Scanner makes petabytes of security logs searchable in seconds, directly against S3. Founders Cliff Crosland and Steven Wu, Stanford CS alumni and former engineering leads at Cisco-acquired Accompany, built a purpose-built inverted index that maps field values to file regions in object storage. Queries that previously took hours now return in seconds. A streaming detection engine runs hundreds of rules continuously across tens of terabytes per day without re-scanning on each pass. Sequoia led the Series A.

The problem is structural. Companies keep 10 to 30 days of logs in a SIEM like Splunk, where costs can consume 15% of a CISO's entire budget, and archive the rest in S3 where data is cheap but effectively frozen. Breaches, audits, and forensic investigations require logs going back a year or more. That data is unreachable when it matters most.

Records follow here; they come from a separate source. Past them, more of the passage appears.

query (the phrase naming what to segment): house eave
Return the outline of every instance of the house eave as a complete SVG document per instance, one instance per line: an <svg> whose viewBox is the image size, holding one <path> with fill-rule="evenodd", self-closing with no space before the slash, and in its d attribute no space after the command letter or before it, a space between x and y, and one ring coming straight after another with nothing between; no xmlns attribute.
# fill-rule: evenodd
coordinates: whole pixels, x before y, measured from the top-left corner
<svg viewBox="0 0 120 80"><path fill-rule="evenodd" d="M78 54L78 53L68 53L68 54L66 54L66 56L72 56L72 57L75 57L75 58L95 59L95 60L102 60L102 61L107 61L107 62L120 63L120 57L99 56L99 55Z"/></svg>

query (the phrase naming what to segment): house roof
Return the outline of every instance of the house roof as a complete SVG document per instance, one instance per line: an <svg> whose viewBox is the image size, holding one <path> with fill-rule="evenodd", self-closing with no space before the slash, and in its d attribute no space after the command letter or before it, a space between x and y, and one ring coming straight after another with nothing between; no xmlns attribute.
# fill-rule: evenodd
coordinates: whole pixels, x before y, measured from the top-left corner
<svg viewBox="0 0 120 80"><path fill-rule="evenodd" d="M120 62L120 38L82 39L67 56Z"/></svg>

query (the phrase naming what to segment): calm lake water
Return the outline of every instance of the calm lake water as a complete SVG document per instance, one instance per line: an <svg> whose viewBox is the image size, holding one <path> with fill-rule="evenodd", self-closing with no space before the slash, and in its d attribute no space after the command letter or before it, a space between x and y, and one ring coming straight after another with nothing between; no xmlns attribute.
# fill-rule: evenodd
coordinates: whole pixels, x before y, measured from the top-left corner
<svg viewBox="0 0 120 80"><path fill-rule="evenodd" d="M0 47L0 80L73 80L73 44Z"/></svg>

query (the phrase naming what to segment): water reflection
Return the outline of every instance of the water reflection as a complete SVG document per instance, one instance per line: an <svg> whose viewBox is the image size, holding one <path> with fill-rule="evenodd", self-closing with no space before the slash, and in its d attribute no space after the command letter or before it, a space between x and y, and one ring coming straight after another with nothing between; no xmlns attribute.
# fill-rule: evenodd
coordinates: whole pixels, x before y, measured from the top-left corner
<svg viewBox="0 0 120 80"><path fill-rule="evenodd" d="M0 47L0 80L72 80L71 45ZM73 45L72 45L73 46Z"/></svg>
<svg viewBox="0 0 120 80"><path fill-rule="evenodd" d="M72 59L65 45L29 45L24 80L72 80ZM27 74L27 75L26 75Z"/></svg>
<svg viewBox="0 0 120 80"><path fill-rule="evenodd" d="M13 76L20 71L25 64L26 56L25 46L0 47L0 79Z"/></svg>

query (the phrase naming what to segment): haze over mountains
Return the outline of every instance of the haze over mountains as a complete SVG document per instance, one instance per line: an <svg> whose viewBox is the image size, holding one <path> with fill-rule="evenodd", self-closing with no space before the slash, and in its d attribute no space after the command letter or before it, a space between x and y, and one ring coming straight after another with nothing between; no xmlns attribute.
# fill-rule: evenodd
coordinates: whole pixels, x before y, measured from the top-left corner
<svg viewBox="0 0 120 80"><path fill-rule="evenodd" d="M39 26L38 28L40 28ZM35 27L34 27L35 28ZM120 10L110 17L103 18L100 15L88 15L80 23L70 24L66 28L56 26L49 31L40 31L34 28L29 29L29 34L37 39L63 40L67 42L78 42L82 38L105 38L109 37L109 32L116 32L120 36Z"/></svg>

Scanner's customers include Notion, Ramp, Benchling, Confluent, Lemonade, and BeyondTrust. Ramp expanded from security logs to application logs and reduced its SIEM bill in the process. Benchling replaced a prior product after a forced tenfold price increase and called it one of the best technical decisions the team had made.

The number worth reading the full piece for: within weeks of Scanner's MCP release, nearly one third of customers were running it in production, and AI agents now account for 80% of all queries on the platform. Notion's detection and response team built an internal agent that autonomously runs security investigations using Scanner. That adoption rate is not a beta metric. It is a signal that agentic security workflows have a hard infrastructure requirement, sub-second query latency, and Scanner is currently the only product built to meet it at scale.